When Hafid vanishes, saying he’ll be back in 10 days, Ahmed panics and tracks down Huguette, who doesn’t know where he is, either. However, Huguette takes Ahmed to see Roberto (Raymond Cloutier), the activists’ leader, and he points them in the right direction. So, first by car, and then by snow mobile, Ahmed and Huguette set off into Quebec’s north country to track down the errant sibling.
The low-key comedy that underscores the first act focuses into an often appealing odd-couple road movie as the conservative, frightened Muslim and spunky, hard-assed Quebecoise journey through the snowy wastes, sharing motel rooms and avoiding the authorities. But the film’s more serious side never quite rings true in its details and tone — for a start, Hafid’s group seems singularly inept — making an uneasy bed partner with the lighter stuff.
The characters, too, are over-schematic, with dialogue simply verbalizing their attitudes in a self-consciously movie way. What they have to say doesn’t add anything new to the debates (immigration, family, exile) the pic raises. Climax, when they find Hafid, is little more than an exchange of opposing stances.
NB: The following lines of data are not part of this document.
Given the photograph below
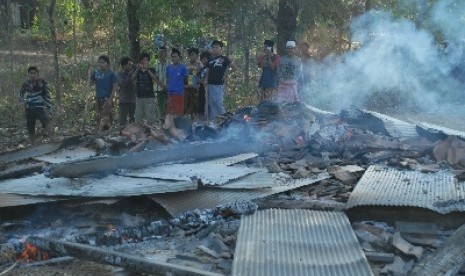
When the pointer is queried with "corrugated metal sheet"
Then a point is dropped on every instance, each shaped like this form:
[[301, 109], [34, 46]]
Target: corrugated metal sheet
[[67, 155], [9, 200], [445, 130], [178, 203], [111, 186], [395, 127], [28, 153], [227, 161], [212, 172], [297, 242], [319, 111], [259, 180], [386, 186]]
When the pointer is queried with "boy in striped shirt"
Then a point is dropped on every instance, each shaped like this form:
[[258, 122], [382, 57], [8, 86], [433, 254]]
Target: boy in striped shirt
[[35, 95]]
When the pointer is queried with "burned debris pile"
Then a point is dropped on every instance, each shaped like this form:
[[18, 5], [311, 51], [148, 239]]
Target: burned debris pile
[[155, 203]]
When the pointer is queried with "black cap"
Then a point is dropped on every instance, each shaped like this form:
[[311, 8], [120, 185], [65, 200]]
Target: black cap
[[269, 43], [217, 42]]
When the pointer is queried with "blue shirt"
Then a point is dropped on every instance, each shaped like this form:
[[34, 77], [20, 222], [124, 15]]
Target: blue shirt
[[104, 82], [175, 78]]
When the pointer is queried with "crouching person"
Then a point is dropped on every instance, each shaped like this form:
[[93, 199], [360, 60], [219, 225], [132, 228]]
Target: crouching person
[[35, 95]]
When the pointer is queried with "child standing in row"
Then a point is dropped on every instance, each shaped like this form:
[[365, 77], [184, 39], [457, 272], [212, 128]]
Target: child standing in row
[[176, 72]]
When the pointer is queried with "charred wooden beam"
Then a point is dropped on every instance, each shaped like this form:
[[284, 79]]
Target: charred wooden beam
[[447, 259], [105, 256], [24, 154], [21, 170], [300, 204], [178, 153]]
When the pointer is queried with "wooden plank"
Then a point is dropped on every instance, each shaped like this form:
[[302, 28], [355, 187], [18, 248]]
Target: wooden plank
[[178, 153], [27, 153], [21, 170], [106, 256]]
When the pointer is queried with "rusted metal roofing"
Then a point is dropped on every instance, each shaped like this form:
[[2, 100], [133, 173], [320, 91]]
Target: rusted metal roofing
[[386, 186], [445, 130], [395, 127], [67, 155], [178, 203], [111, 186], [297, 242]]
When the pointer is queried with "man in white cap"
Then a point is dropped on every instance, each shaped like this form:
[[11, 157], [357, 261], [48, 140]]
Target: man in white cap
[[289, 73]]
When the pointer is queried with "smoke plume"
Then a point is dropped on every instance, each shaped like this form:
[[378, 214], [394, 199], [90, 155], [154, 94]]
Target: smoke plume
[[397, 64]]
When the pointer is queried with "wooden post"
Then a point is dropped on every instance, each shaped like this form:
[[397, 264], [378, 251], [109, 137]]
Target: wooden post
[[106, 256]]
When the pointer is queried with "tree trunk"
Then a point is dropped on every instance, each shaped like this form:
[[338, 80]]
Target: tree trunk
[[53, 33], [27, 12], [288, 10], [133, 27]]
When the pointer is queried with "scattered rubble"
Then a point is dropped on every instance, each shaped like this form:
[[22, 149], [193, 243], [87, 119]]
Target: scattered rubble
[[296, 158]]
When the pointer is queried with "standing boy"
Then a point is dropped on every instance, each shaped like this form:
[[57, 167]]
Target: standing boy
[[145, 95], [192, 93], [289, 73], [268, 62], [105, 87], [127, 94], [35, 95], [176, 72], [160, 90], [204, 58], [217, 67]]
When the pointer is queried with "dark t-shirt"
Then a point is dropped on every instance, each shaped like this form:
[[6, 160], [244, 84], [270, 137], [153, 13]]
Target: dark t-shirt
[[217, 67], [104, 82], [127, 92], [144, 84]]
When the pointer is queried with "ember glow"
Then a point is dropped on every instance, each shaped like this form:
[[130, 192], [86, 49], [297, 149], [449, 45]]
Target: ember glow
[[32, 253], [397, 60]]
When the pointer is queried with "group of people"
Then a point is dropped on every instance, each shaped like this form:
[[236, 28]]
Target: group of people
[[165, 91], [285, 78]]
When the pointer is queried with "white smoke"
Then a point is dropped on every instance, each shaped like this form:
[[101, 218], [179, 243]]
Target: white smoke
[[395, 57]]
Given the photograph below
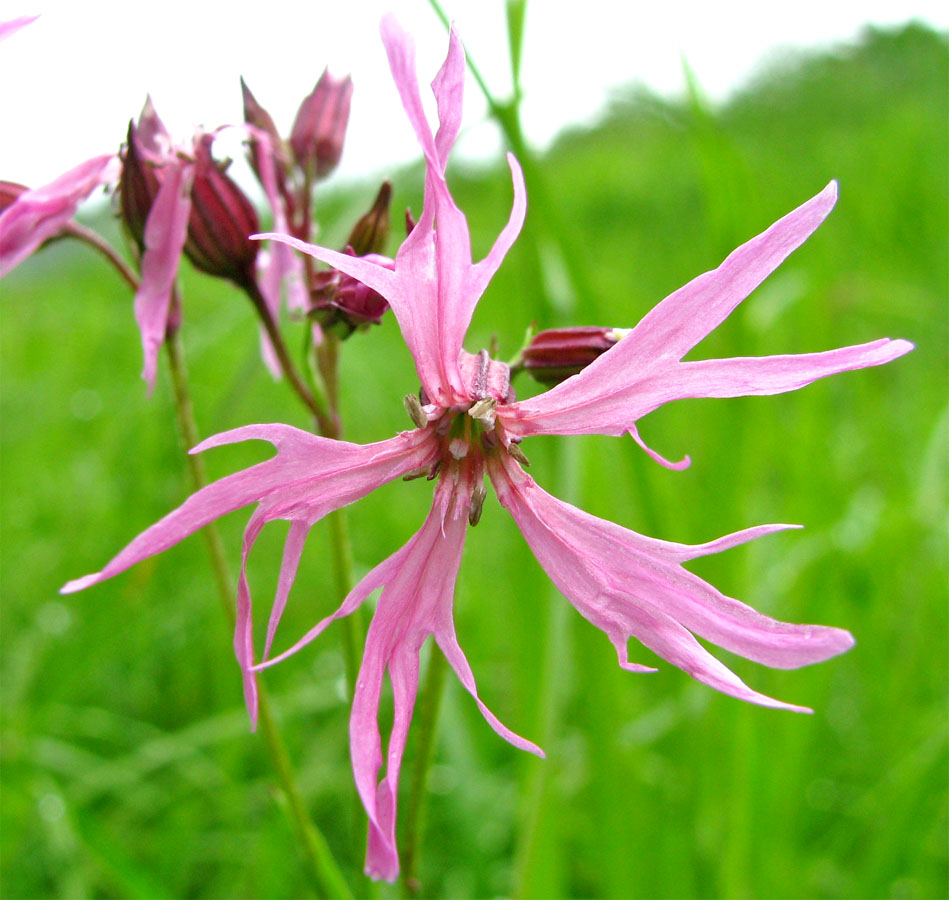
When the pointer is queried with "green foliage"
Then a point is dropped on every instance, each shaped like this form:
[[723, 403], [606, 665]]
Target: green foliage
[[128, 768]]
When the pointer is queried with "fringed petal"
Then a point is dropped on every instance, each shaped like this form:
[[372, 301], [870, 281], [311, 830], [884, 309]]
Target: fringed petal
[[309, 477], [41, 213], [643, 370], [631, 585]]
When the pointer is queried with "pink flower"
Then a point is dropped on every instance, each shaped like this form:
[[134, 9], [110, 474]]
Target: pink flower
[[42, 213], [468, 425]]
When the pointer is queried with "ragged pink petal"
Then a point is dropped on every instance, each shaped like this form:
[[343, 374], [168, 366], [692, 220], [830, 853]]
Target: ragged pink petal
[[435, 287], [644, 369], [415, 603], [308, 477], [633, 586], [41, 213], [165, 232]]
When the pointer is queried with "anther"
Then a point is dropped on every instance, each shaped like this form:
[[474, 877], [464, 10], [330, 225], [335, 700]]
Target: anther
[[483, 411], [518, 454], [414, 408], [477, 504]]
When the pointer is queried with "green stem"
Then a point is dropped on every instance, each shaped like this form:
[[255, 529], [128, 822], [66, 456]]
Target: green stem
[[280, 348], [327, 356], [412, 831], [546, 218], [320, 862]]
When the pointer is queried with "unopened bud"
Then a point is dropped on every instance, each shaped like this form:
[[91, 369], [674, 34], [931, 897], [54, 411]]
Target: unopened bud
[[138, 186], [339, 299], [371, 232], [553, 356], [477, 504], [414, 408], [320, 125], [258, 117], [221, 220]]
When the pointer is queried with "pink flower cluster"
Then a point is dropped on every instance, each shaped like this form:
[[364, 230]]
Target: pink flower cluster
[[469, 426]]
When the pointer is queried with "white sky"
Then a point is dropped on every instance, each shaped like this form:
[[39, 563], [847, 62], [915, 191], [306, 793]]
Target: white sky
[[70, 82]]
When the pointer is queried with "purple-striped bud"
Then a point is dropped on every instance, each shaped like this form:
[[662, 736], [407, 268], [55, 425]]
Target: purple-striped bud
[[320, 125], [371, 232], [221, 220], [554, 355], [138, 186], [339, 298]]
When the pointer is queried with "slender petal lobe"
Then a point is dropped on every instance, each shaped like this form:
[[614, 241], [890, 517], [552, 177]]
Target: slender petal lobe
[[41, 213], [416, 602], [634, 586], [434, 287], [308, 477], [644, 369]]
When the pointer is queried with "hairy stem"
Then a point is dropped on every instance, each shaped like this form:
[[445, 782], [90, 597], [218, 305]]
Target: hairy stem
[[320, 862], [413, 826]]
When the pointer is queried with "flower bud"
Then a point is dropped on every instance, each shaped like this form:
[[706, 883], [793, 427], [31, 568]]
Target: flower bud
[[339, 298], [554, 355], [320, 125], [371, 232], [138, 186], [221, 220], [260, 120]]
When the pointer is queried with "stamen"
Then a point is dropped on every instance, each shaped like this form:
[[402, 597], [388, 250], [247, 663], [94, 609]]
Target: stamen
[[477, 504], [483, 411], [414, 408], [518, 454]]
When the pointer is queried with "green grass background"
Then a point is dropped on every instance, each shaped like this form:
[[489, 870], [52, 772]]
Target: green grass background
[[127, 765]]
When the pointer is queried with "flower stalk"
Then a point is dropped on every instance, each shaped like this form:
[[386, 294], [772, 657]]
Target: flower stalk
[[319, 859], [429, 706]]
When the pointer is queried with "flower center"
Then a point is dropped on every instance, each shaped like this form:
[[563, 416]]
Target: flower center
[[467, 433]]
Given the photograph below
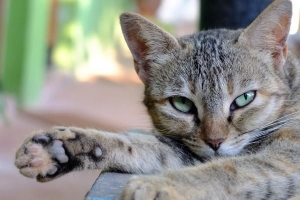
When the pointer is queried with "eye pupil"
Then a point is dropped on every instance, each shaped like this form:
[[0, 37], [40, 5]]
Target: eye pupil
[[243, 100]]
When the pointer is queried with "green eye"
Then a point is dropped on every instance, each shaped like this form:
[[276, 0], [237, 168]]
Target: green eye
[[245, 99], [182, 104]]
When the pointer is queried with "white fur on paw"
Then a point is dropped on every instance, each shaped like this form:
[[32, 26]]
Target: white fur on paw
[[36, 158], [34, 161]]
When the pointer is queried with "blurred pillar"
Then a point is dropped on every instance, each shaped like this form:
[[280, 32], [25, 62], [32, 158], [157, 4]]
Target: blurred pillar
[[231, 14], [25, 48]]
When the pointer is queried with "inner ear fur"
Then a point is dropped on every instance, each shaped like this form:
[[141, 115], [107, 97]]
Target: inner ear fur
[[270, 30], [146, 42]]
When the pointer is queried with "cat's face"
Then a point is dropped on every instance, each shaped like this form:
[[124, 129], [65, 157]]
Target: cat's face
[[217, 90], [213, 88]]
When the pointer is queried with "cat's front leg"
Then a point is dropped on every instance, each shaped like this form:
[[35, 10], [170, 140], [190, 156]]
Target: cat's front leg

Both Trudeau and Soualem do the best they can to breathe life into their roles, with the former a spiky-haired bundle of foul-mouthed determination and the latter quietly playing off against her. Quebec hip-hop singer Ouyahia fails to make the anguished Hafid more than one-dimensional.
Tech credits are OK, with wintry Montreal and northern Quebec well captured by ace d.p. Guy Dufaux.